One should never forget that as a speech-writing aide to Reagan, Rohrabacher was in on the ground floor of the “Freedom Fighter” effort in Afghanistan that funded Osama bin Laden:

Rohrabacher’s Afghanistan history dates back to his days as a speechwriter and presidential adviser in the Reagan White House, where he helped shape the Reagan Doctrine—the policy of arming resistance movements to undermine Soviet influence, with the mujahideen serving as Exhibit A. “I’d be there with guys in full Afghan garb in the executive dining room of the White House,” he recalls.

Of course, Rohrabacher wants to relegate his role in advancing bin Laden’s career to the dustbin. However, his approach in demonizing his current foe, the government of Pakistan, is just as wrong-headed as the decision to fund and arm bin Laden. From yesterday’s press conference:

“The government of Pakistan is radical Islam,” and has been providing weapons and resources to radical Muslim elements who use them against Americans, Rohrabacher said. “They are the evil force, they are the radicals.”

Wow. In all my blogging about Pakistan, I’ve totally missed the part about how the mullahs run the government. I was under the impression that Pakistan has a secular, civilian government. In fact, it appears that this government is making significant strides in avoiding the military coups that have befallen all previous Pakistani civilian governments.

But Rohrabacher was not alone in bringing forth profoundly wrong ideas at the press conference. Here is Gohmert:

Gohmert accused Pakistan of supplying the Taliban through Balochistan, which borders Afghanistan. Supporting an independent Balochistan could close of that supply route, he said. “The enemy of my enemy should be my friend,” he said.

That’s tremendous strategy from Gohmert. A look at the map above reveals that once Balochistan is “free” (and following the desires of Rohrabacher, Gohmert and King in all their actions, one presumes), there is just no way that supplies from Pakistan could get to Taliban forces in Pakistan or Afghanistan. And then Gohmert tops his geography failure by falling back on the tremendous logic that we and the Baloch must be friends because (once the US comes around to his thinking) we share the common enemy of Pakistan. That worked so well with bin Laden, didn’t it?
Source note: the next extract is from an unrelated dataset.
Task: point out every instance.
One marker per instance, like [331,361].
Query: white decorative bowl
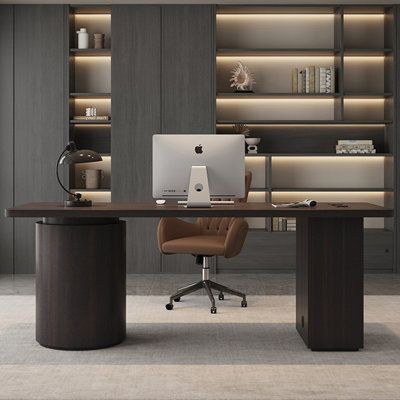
[253,141]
Rohrabacher also continued to repeat another mistake. During his initial hearing on Balochistan, he was chided in the Pakistani press for mispronouncing Balochistan. He has not yet moved to proper pronunciation of Baloch, either:

Rep. Rohrabacher, who mispronounced Baloch as Bal-ook for the entirety of the press conference, dispelled allegations that he was being paid by a lobby or an individual for raising the cause of the Baloch people.

At least one of Rohrabacher’s defenders on Twitter who claims to be from the region, however, offered yesterday that “Balook” is the proper English pronunciation.
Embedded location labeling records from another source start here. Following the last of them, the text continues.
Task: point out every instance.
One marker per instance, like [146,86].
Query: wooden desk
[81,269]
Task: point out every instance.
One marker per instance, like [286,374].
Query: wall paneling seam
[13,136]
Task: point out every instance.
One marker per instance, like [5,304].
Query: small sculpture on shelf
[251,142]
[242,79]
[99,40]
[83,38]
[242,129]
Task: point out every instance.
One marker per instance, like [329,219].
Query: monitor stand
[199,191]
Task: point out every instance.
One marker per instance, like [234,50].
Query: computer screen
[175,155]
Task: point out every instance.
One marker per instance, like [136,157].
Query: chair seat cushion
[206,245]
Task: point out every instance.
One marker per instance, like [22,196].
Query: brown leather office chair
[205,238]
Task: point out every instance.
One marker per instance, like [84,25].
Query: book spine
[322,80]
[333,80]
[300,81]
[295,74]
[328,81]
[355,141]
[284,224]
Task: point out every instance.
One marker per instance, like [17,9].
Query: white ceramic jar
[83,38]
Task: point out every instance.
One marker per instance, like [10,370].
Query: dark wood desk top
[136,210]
Dawn puts the press conference into the wider picture of the current state of US-Pakistan relations:

Repeating their anti-Pakistan mantra, two senior US Congressmen pledged to continue to press for Balochistan’s secession even if Islamabad changed its alleged anti-US policies.
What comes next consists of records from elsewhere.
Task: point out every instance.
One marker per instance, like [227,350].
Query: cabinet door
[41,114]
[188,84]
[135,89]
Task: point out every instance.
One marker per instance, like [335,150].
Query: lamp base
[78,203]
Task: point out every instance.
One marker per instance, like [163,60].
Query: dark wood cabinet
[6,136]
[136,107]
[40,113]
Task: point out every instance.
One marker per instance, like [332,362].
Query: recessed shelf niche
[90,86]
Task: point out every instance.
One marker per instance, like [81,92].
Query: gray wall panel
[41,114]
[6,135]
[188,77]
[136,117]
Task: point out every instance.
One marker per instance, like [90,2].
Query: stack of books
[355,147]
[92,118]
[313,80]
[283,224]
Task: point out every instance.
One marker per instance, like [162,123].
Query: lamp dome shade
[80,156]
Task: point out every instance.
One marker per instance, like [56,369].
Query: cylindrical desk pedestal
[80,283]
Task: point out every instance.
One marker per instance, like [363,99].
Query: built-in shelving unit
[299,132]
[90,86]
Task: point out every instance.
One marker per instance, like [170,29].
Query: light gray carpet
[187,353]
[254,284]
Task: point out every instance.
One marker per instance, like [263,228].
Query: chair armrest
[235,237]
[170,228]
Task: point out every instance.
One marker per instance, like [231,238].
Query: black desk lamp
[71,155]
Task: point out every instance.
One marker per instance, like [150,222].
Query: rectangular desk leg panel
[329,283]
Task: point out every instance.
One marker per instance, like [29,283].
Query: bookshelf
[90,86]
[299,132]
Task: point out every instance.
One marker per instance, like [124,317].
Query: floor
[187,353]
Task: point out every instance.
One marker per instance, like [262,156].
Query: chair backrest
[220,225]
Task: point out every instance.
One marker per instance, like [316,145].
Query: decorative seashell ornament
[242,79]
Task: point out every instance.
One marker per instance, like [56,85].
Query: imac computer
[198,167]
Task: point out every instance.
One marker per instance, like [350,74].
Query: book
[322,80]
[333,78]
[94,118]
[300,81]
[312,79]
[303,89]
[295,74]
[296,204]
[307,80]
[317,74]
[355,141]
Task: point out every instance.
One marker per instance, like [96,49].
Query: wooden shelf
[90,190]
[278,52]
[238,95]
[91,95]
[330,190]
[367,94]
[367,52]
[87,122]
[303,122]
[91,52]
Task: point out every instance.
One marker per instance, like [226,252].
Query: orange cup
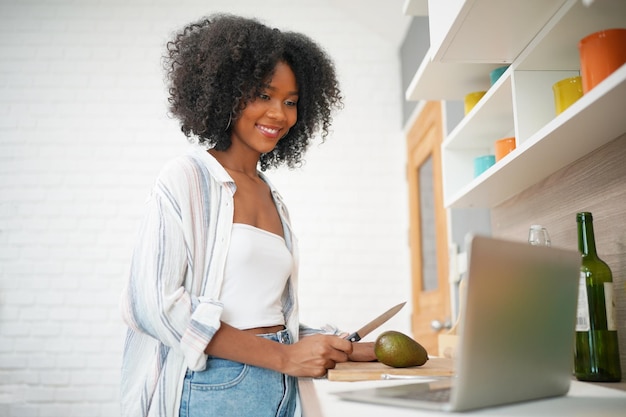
[503,147]
[601,53]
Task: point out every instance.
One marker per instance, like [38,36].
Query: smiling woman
[211,301]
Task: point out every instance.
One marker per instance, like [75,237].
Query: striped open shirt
[171,301]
Congressmen Dana Rohrabacher and Louie Gohmert, however, told a news briefing in Washington that they did not have the power to provide weapons to Baloch fighters as they were not in the government.

The lawmakers focused their anger on an issue that resonates with the American public — Osama bin Laden’s discovery in Abbottabad. The briefing was held the same day as President Barack Obama and Prime Minister Yousuf Raza Gilani met in Seoul to help rebuild US-Pakistan ties after almost two years of deterioration.

Both congressmen said that they would oppose any reconciliation with Pakistan.

What I find most frustrating about the theatrics of Rohrabacher and his friends here is that the people of Balochistan are indeed suffering greatly at the hands of Pakistan’s government. With their homeland split among Pakistan, Iran and Afghanistan, the Baloch face truly difficult conditions wherever they turn. Rohrabacher’s heavy approach, relying on heated rhetoric and advocating the overthrow of a government that is flirting with finally making progress toward a functioning democracy seems to me to be more likely to increase rather than decrease the suffering of the people in the region he professes to be helping. Does Rohrabacher want to help the Baloch, or does he merely want US control of the port of Gwadar and an end to the planned gas pipeline from Iran to Pakistan through Balochistan?